The park is home to more than 520 species of native plants, and a safe-haven for endangered and vulnerable native animals – including koalas, echidnas, wallabies, emus, goannas and various bird life.
It also enjoys some of the darkest skies in the world, thanks to a 200 km light exclusion zone, making it an ideal destination for star gazers.
Chances are you’ll see 6,000 or 7,000 stars out here, all with the human eye. In a city like Sydney, you might be lucky to see 100 or 200 due to the invasive light.
Especially during winter and spring, the Milky Way’s constellations and star clusters can be seen clearly across the vast landscape.
Astronomy research in the Warrumbungles actually dates back to the 1950s, although the International Dark Sky Association (IDSA) only bestowed ‘Dark Sky’ status in 2016.
What Is A Dark Sky Park?
Dark Sky Parks – mostly in remote locations far from excessive, man-made light – are nocturnal environments that are so exceptional they warrant protection from light pollution.
They are specifically important for their sensitive ecosystems, but are also valuable scientific, cultural and educational areas.
There are around 20 accredited Dark Sky Parks worldwide, including Death Valley National Park and the Grand Canyon in the US, Mayo and Kerry in Ireland and Galloway Forest Park in Scotland.
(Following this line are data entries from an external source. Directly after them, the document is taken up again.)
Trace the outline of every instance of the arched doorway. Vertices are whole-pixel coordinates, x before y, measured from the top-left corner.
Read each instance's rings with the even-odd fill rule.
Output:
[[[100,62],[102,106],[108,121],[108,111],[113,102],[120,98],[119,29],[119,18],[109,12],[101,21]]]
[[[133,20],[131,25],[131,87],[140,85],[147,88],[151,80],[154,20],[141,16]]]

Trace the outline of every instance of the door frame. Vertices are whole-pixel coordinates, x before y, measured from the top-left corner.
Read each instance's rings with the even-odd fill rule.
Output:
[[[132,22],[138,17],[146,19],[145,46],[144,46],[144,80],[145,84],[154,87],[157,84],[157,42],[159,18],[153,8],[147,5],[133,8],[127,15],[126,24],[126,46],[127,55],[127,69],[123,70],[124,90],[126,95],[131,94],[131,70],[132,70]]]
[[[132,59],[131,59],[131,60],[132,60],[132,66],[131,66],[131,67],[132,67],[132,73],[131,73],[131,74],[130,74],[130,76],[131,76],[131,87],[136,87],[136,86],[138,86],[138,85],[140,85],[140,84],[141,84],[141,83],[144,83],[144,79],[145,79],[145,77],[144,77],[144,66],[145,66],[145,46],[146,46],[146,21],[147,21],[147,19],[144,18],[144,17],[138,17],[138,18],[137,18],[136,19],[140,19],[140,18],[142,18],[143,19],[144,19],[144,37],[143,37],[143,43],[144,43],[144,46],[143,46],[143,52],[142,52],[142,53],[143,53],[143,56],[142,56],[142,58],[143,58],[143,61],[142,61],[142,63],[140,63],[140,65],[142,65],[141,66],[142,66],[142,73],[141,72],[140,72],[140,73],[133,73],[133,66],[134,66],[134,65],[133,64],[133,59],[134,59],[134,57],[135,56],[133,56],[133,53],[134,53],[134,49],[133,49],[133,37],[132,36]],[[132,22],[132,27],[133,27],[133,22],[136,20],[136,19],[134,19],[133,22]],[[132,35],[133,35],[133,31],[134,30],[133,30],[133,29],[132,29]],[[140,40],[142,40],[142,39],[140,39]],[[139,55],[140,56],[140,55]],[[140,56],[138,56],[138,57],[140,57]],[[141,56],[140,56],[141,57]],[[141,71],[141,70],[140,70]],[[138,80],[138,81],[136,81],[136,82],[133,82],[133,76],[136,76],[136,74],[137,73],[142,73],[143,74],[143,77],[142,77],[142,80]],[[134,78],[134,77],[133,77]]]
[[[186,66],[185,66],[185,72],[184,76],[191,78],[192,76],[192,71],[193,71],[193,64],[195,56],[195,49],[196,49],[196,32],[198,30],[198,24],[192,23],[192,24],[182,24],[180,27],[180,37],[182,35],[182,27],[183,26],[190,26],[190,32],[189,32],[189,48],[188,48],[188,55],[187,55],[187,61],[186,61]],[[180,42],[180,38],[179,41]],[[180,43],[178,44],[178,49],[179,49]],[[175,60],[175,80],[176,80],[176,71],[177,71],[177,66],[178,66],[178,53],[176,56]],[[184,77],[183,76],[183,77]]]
There are also nine Dark Sky Reserves, a lesser category.
Blinded By The Light
In some extremely light polluted places, like Singapore, Kuwait and San Marino, the sky is so filled with light that 99.5 per cent of all stars are completely invisible without an optical aid, according to “The New World Atlas of Artificial Night Sky Brightness”.
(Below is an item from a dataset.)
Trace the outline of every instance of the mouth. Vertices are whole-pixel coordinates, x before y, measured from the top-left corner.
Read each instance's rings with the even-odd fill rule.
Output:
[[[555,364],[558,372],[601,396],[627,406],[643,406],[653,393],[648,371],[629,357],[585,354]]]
Sydney is still one of the darker cities in the world compared to cities like London, New York and Las Vegas, where you are lucky to see two or three stars in the sky.
Similarly in Asia, it’s impossible to spot the Milky Way in densely populated cities like Hong Kong, Tokyo or Singapore.
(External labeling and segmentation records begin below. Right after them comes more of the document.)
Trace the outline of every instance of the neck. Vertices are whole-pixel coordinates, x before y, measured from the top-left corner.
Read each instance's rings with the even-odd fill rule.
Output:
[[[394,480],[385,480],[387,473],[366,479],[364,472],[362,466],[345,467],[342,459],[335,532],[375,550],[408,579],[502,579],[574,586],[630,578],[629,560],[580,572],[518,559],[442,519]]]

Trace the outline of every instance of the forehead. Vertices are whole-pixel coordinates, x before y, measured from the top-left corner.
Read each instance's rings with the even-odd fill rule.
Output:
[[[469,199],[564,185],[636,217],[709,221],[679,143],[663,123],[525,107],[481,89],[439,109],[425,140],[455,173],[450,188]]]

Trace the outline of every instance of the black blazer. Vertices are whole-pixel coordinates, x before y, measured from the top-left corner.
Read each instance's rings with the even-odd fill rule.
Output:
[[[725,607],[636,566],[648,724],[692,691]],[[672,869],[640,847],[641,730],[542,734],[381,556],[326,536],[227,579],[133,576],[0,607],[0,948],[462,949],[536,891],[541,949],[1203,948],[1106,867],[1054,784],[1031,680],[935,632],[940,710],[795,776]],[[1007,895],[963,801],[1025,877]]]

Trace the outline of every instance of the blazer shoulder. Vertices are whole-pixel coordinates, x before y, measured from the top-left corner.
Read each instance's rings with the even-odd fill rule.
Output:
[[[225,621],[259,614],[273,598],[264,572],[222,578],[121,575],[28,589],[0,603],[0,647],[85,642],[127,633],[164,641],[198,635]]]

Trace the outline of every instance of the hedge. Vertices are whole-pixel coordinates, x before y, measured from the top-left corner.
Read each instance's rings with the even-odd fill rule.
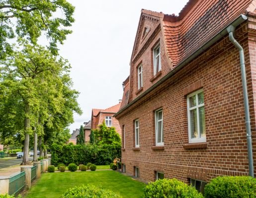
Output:
[[[256,198],[256,179],[248,176],[221,176],[205,186],[205,198]]]
[[[109,164],[116,157],[121,157],[119,145],[78,145],[70,144],[51,147],[52,164],[57,166],[61,163],[67,166],[71,163],[77,165],[88,162],[96,165]]]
The downside is that light pollution does not just disrupt views of the night sky; it also disturbs wildlife, disrupts our sleep and represents wasted electricity.
The excess light dumped into the environment is particularly harmful to nocturnal animals whose feeding, breeding and navigation depend on the dark.
It’s only when you are standing in complete darkness, marvelling at the 250 billion or so stars that make up the Milky Way, that you truly comprehend how our fast-paced existence is having an impact.
Siding Spring Observatory
It is home to Australia’s largest optical telescopes, including the white-domed 3.9 metre Anglo Australian Telescope (once a joint venture between Australia and Britain), the 2.3 metre Advanced Technology Telescope and the two metre Faulkes Telescope South.
There are another 40 telescopes of varying size dotted through the bushland.
On the mountain road, visitors pass surprisingly small scale-models of Earth, Venus and Mercury. Head into town and you’ll pass Mars and Jupiter. The other planets are found on billboards along major roads and highways across the region.
Because the Observatory is a working scientific facility, it is not open at night to the general public. But you can book day tours of the facility, with tickets starting at $25 for adults and $18 for children 5-16 as well as seniors.
For one day a year, on the October Labour Day long weekend, it does open its telescopes to the public at night.
The drive from Sydney to Coonabarabran is about six hours, via either the Blue Mountains or the Hunter Valley wine region. It’s also a 90-minute road trip from Dubbo, heading north-west.
If you’re not up for the long road trip, you can fly with REX from Sydney to Dubbo, or take the train. Then hire a car at Dubbo for the scenic drive to Warrumbungle National Park.
You can camp under the stars, with plenty of allocated areas for caravans and camper vans at Camp Blackman.